Pingback: Pèlerinage identitaire – Yves Doucet – | Astheure·
bin arrêtez de vous plaindre car vous etes canadiens, que vous soyez acadien ou autre !..musicien ou pas on s’en fiche.. j’suis Québécois moé pis si j’etais dans votre belle province N-B, je serais encore un québécois Canadien et ça changerais pas grand chose vous savez.
Complètement d’accord M. Doucet. Merci pour ce commentaire.
Comme vous, je me suis souvent questionné sur la définition exacte de l’identité Acadienne, ou de l’Acadie elle-même. Mais aujourd’hui, je me demande pourquoi nous nous entêtons à chercher une définition, de l’un ou de l’autre, qui fera l’unanimité. Belle utopie!
Toutefois, je ne crois pas l’absence de consensus autour de définitions ne signifie pas que nous soyons voués à la disparition. En fait, existe-t-il vraiment une définition qui fasse l’unanimité de l’identité Canadienne? ou Québécoise? ou Ontarienne? ou Française? Je ne suis pas convaincu qu’il soit nécessaire de pouvoir définir strictement une identité avant de pouvoir s’y identifier.
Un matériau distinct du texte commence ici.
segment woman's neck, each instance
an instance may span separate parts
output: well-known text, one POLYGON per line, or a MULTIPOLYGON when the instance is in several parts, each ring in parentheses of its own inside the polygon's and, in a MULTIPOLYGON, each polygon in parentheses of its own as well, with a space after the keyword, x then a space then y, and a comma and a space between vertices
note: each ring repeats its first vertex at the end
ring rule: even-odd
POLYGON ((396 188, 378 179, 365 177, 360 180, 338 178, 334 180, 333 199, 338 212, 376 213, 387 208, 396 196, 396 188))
En fait, c’est peut-être le contraire qui est nécessaire? Peut-être que ce sont nos identités individuelles qui, collectivement, viennent former l’identité du groupe…
De toutes façons, ne devrions-nous pas nous affairer à faire vivre notre Acadie, à la faire rayonner, à la moderniser, plutôt qu’à s’évertuer à la définir?
Complètement d’accord avec toi Yves. Moi j’ai aussi pensé beaucoup a propos de c’est quoi un Acadien. Souvent on essaye de définir c’est quoi un Acadien. J’imagine que renforcer une nouvelle identité doit ajouté un stress au artistes Acadien. Déjà que tout ce qui feront dans leur vie sera attribuer comme »Acadien ». C’est étrange comme phénomène.